Qubits and Nanosensors in a 2D Material

New research pins quantum technological hopes on a graphenelike semiconducting material

3 min read

Room-temperature quantum technology: Atomic spins trapped in defects in the two-dimensional material hexagonal boron nitride are sensitive to magnetic fields, and their states can be accessed via lasers, enabling them to be used as qubits.
Illustration: Ann Sizemore Blevins

A new study has discovered rarified quantum properties in an everyday material that could yield a new approach to quantum computers and extremely sensitive measuring devices.

In one sense, the research represents only a small step forward, because these quantum properties are already well studied and understood in other materials and experimental setups. But in another, it may be an important departure point because discovering ways to manipulate such submicroscopic phenomena in cheap, accessible, everyday materials would solve the paradox of quantum technologies today.

The paradox goes something like this: If quantum states—such as an individual electron’s spin—an be easily manipulated and lashed to other individual electron spins, they open up a cornucopia of applications including quantum computers, microscopic atomic clocks, GPS units, and extremely fine measuring devices such as nanoscale microscopes, hypersensitive accelerometers, and divining rods capable of detecting gas deposits, biomolecules, and weapons of mass destruction.

But as of this point, tapping such tiny technological potential typically requires gigantic, clumsy laboratory devices like vacuum chambers, cryogenic coolers, and laser atom traps. Which is why discovering the right host material would be so significant. Tiny quantum technologies in a tiny device or microchip would be revolutionary.

The new research, published in the 15 January issue of Nature Communications, concerns extremely thin layers of a 2D material laid out in a hexagonal grid much like the carbon supermaterial graphene. But, unlike electrically conductive graphene, this material, called hexagonal boron nitride (h-BN), is a semiconductor.

As with semiconductor breakthroughs of the 1940s and ’50s that enabled the computer revolution from which we have derived myriad benefits, the h-BN discovery harnesses defects in the material’s lattice. Certain defects—though the researchers have yet to discover which—appear to shield individual electron spins deep within the semiconductor’s wide bandgap.

“Quantum information science and quantum engineering is a constant battle between isolation and control,” says Lee Bassett, assistant professor of electrical and systems engineering at the University of Pennsylvania. “We need things to be isolated so they are not randomly talking to everything in their environment. But we need them to talk to their environment because we need to control them.”

Bassett says some quantum technologies have already sprung up around an analogous 3D material—diamond that contains nitrogen defects sprinkled through its carbon lattice. Diamonds with so-called nitrogen vacancies (NV) have been studied since the late 1990s. Researchers have since discovered these NV diamond defects could shelter long-lived individual electron spins. Bassett says there are today several companies pursuing quantum technologies using NV centers in diamond. 
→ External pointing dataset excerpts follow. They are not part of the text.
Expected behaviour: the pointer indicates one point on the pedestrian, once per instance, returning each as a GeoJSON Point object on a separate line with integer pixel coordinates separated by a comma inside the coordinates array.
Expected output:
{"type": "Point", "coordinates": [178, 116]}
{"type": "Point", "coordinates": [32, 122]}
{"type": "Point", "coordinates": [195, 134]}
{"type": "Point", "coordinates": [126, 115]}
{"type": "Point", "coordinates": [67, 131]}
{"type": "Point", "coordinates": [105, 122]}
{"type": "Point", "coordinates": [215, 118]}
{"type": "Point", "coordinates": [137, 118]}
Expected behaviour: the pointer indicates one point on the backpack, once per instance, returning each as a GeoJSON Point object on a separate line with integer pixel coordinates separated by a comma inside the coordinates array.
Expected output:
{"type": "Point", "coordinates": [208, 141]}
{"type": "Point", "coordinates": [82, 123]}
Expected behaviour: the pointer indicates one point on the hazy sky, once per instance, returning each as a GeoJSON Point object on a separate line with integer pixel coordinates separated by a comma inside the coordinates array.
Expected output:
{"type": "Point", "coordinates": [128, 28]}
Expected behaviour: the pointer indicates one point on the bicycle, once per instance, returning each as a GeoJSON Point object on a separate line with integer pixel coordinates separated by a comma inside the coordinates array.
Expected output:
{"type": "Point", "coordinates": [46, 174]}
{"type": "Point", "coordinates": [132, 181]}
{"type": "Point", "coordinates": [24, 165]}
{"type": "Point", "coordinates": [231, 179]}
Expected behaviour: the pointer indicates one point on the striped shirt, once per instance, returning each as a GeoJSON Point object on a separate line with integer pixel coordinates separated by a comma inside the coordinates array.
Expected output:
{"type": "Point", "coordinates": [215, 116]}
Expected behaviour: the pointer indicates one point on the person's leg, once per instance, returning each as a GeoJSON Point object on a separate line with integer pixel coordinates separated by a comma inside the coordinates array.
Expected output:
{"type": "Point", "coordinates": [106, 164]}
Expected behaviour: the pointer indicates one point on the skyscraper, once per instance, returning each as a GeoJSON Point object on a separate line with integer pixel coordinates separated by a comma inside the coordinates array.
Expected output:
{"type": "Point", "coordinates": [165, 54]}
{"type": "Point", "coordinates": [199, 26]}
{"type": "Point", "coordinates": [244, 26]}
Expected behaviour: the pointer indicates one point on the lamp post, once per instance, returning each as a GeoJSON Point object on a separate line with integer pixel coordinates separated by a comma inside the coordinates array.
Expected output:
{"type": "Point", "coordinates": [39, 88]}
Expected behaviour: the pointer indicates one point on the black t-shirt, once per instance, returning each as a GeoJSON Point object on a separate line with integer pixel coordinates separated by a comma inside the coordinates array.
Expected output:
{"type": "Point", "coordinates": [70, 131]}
Yet, NV in diamond is a 3D material. So controlling individual states, let alone dozens or hundreds entangled together, is very challenging.

Conversely, because h-BN is a 2D material, each pocket that contains a manipulable electron spin can be addressed relatively easily by a laser from above or below. But the challenge of working with diamonds may still be worth the effort. “The key to nitrogen vacancies in diamond is their incredible robustness in extreme conditions,” says Bassett.

The upshot is that, even if h-BN takes off as a substrate for many quantum technologies, NV in diamond could still be important for applications that require resistance to hot or electromagnetically noisy environments.

But the path forward with hexagonal boron nitride seems much simpler. Another reason is that “the strength of the 2D material is its flexibility to engineer it in different ways,” Bassett says. Chief among its attractive physical properties is that it can also be sandwiched on top of other materials to engineer hybrid quantum technologies.

“That’s the kind of thing that’s happening in 2D materials,” Bassett says. “People learn how to grow these things, and they learn how to stack them; they’re exploring different combinations.”

Among the many possible sandwiches that can be made by stacking h-BN with other 2D systems are those that would have “applications in quantum information science—which can span from things like quantum processors that can be controlled very precisely and quickly, and quantum memories that can store quantum information for a long time, to quantum communication links that have to interact strongly with photons.”

So keep an eye out for hexagonal boron nitride, Bassett says. Whether it’s the new silicon or germanium for quantum technologies will be borne out in future experiments by his group and others around the world.

This post was updated on 21 February 2019.